Indian monk charged with murder in NepalFebruary 25th, 2010 - 4:54 pm ICT by IANS
Kathmandu, Feb 25 (IANS) Nepal’s police have formally charged an Indian monk belonging to the renowned Bharat Sevashram Sangh order with murder following the death of a six-year-old boy who was entrusted to the care of the home and school run by the organisation in Kathmandu.
Swami Atmashuddhananda, the 40-year-old monk from Assam who had made Nepal his home for the last 15 years, was Wednesday formally charged with the murder of Rupesh Giri in the ashram, along with four others.
They include two other students of the same school, who are around 15.
Inspector Govind Ram Pariyar, who is investigating the death of the boy, said even though the Indian monk apparently had no role in the death, he had been arrested and charged in accordance with Nepal’s law.
“Now the court will decide if the monk is innocent or guilty,” Pariyar told IANS.
One of the two boys arrested with the monk told police during questioning that he had thrashed Rupesh Monday night for sleeping in his bed.
When the sobbing Rupesh went to the bathroom, he reportedly said he hit the boy again.

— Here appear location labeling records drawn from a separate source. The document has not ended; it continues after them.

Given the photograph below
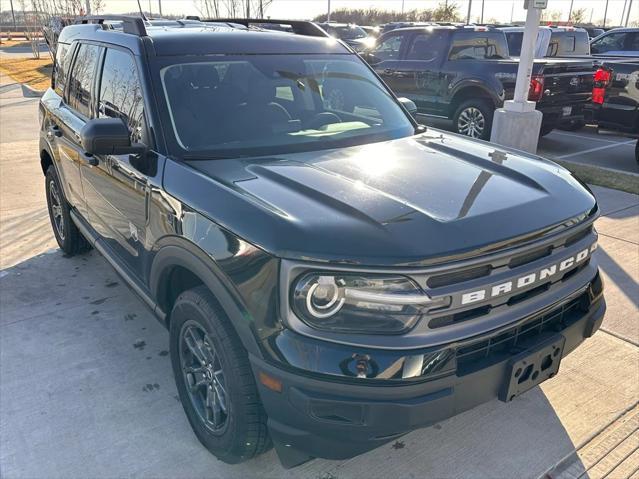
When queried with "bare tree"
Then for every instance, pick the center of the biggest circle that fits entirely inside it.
(232, 8)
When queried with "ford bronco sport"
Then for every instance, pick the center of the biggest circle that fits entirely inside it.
(331, 279)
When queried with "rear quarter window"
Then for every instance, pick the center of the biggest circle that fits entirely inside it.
(474, 46)
(63, 56)
(82, 78)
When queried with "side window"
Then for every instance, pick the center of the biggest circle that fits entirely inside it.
(632, 42)
(389, 48)
(121, 93)
(472, 47)
(61, 70)
(426, 47)
(609, 43)
(82, 77)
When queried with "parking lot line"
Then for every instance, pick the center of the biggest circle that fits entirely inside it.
(583, 137)
(599, 148)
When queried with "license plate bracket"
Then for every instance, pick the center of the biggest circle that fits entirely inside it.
(531, 367)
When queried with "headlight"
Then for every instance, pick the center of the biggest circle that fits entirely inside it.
(361, 304)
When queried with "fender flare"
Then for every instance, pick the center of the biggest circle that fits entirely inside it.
(474, 83)
(176, 251)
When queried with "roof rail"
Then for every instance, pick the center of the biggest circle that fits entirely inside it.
(299, 27)
(130, 24)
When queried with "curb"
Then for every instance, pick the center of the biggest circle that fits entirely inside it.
(30, 92)
(602, 176)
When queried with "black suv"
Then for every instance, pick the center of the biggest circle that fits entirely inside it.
(330, 279)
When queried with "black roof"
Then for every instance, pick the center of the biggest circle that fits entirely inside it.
(181, 38)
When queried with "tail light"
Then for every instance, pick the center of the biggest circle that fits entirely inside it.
(601, 80)
(536, 90)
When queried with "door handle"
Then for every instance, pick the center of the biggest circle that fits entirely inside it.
(55, 130)
(90, 159)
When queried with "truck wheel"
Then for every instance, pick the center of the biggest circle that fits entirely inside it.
(214, 379)
(69, 238)
(474, 118)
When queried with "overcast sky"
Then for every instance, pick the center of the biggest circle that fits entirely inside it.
(498, 9)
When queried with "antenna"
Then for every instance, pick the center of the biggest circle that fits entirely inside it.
(141, 12)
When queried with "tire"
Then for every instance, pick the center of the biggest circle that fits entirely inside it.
(66, 233)
(474, 118)
(214, 379)
(572, 125)
(545, 130)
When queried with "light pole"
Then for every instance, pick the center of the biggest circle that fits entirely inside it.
(570, 11)
(517, 124)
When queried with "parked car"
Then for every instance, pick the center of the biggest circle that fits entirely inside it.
(464, 74)
(622, 42)
(351, 34)
(615, 98)
(331, 279)
(551, 42)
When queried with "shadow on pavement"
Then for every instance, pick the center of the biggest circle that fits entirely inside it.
(87, 390)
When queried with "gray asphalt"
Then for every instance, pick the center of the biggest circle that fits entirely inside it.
(86, 388)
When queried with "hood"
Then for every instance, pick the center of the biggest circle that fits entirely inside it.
(412, 201)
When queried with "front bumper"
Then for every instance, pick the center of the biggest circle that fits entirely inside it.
(553, 116)
(338, 417)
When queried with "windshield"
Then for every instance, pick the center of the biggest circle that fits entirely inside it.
(514, 43)
(350, 32)
(267, 104)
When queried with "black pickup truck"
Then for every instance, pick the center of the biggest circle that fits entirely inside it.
(465, 73)
(615, 97)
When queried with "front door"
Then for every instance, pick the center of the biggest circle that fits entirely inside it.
(116, 188)
(70, 117)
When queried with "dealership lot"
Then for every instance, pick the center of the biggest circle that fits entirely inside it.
(86, 387)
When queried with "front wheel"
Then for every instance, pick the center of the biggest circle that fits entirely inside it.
(214, 379)
(474, 118)
(69, 238)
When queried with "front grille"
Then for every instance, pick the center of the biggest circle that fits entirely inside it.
(519, 338)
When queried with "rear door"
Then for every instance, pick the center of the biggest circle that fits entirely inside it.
(71, 116)
(116, 188)
(418, 75)
(386, 57)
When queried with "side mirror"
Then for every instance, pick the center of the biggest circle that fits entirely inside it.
(409, 105)
(108, 136)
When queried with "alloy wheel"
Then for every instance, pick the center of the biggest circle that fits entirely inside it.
(204, 377)
(471, 122)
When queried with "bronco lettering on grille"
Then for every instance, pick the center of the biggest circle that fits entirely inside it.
(531, 279)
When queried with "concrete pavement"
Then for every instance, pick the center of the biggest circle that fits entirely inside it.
(86, 388)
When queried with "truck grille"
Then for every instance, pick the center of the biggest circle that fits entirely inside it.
(514, 340)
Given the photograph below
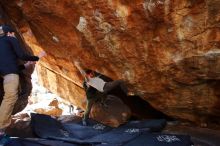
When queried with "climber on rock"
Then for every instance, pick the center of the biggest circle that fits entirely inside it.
(96, 87)
(10, 52)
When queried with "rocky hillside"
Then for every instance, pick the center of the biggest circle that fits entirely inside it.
(167, 51)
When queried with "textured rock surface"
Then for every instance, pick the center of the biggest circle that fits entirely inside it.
(166, 50)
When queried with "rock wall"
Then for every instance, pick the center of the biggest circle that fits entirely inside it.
(168, 51)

Rupesh was found dead Tuesday morning. Though it was a case of accidental manslaughter, the monk was reportedly fearful of the adverse publicity it could generate and tried to make it look as if Rupesh had fallen ill.
An employee of the ashram, Sharan Koirala, was asked to take the boy to the nearby hospital but the doctors there pronounced him dead.

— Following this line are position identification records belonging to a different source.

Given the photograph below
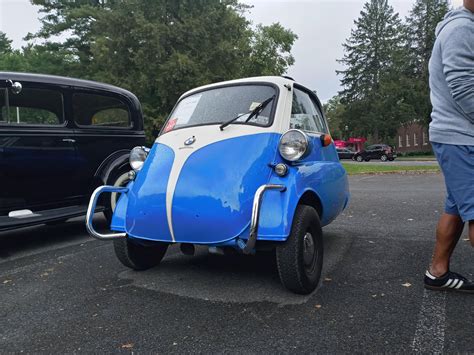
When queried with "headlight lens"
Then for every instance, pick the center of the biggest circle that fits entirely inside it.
(293, 145)
(137, 157)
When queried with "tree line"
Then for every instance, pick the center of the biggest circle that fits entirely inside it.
(160, 48)
(157, 49)
(385, 75)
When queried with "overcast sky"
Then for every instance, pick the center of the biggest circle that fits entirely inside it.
(321, 25)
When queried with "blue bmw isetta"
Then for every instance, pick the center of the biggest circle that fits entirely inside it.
(246, 165)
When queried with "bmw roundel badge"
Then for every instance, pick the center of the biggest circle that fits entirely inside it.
(190, 141)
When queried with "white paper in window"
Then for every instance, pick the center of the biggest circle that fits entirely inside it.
(186, 109)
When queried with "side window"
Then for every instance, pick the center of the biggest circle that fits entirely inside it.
(32, 106)
(100, 111)
(305, 115)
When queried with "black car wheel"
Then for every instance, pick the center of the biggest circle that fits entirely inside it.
(137, 256)
(300, 258)
(120, 179)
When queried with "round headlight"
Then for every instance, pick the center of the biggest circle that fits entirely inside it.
(293, 145)
(137, 157)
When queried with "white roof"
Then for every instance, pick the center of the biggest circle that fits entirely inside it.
(277, 80)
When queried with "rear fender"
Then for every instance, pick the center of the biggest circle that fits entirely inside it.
(326, 183)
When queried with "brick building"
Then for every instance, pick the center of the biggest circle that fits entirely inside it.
(413, 137)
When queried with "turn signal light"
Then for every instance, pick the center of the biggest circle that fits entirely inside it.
(326, 140)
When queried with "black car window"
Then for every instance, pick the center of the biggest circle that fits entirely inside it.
(305, 115)
(32, 106)
(100, 111)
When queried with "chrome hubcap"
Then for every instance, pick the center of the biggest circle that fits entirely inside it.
(308, 249)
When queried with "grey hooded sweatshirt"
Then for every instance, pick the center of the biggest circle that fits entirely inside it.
(452, 80)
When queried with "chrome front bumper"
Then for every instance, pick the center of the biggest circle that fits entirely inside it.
(257, 201)
(247, 248)
(91, 210)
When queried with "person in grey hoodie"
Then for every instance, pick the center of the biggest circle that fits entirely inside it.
(452, 136)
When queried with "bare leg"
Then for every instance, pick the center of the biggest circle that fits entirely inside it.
(471, 232)
(448, 232)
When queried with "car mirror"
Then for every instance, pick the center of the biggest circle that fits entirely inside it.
(15, 87)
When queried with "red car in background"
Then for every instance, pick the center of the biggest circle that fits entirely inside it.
(384, 152)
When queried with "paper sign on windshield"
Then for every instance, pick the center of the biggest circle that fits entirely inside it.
(186, 109)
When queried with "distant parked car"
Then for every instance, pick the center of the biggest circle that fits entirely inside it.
(60, 138)
(384, 152)
(345, 153)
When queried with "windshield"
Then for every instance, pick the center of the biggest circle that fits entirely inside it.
(219, 105)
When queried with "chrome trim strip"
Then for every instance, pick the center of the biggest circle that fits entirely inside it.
(257, 201)
(91, 210)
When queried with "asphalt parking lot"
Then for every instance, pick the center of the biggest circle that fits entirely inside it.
(62, 292)
(395, 162)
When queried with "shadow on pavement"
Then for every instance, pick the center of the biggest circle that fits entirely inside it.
(25, 240)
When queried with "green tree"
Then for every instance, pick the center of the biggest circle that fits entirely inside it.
(5, 44)
(160, 48)
(420, 36)
(370, 56)
(270, 52)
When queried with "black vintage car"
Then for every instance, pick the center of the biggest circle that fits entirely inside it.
(384, 152)
(345, 153)
(59, 139)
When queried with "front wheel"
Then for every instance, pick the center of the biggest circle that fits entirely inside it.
(300, 258)
(137, 256)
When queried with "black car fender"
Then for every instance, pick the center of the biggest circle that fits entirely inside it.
(117, 161)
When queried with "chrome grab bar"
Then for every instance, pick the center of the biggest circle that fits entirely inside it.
(257, 201)
(91, 209)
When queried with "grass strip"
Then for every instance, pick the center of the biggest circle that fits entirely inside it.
(364, 168)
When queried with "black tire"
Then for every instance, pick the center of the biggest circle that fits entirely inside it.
(300, 272)
(137, 256)
(118, 179)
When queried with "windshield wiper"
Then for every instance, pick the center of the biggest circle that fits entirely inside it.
(252, 113)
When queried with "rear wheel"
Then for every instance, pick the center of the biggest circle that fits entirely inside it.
(300, 258)
(137, 256)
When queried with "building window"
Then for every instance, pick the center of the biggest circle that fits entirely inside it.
(425, 138)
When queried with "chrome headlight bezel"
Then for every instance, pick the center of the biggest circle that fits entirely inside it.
(300, 145)
(137, 157)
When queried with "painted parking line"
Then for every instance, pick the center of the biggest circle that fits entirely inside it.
(431, 325)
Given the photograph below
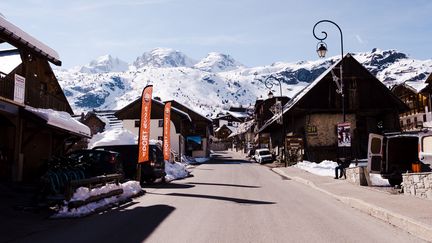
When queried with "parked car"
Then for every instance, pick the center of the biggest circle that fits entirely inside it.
(394, 153)
(150, 172)
(263, 156)
(97, 162)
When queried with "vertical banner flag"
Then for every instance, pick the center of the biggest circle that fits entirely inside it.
(344, 134)
(144, 131)
(166, 131)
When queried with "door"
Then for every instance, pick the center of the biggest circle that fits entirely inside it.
(375, 153)
(425, 149)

Doctors at the Om Hospital also reported it as a suspicious death after seeing the bruises on the boy’s body.
Consequently, the monk, Koirala and three others, including two students, were arrested Tuesday.
All five have been charged with murder.
Following the arrests, the school run by the ashram at Gaurighat, close to the Pashupatinath temple, was closed. However, the ashram is still open.
It houses about 60 children, most of whom are from low-income households. Rupesh was brought to the ashram a little over a month ago by his mother, who works as a cleaner in a local hotel, so that he could receive some education.
Though Bharat Sevashram Sangh is a renowned name in India for social service and has branches in Bangladesh, the US, Britain and Fiji, it had to change its name to Pranavananda Ashram in Nepal out of deference to anti-India sentiments.
Pranavananda was the founder of the order in 1917.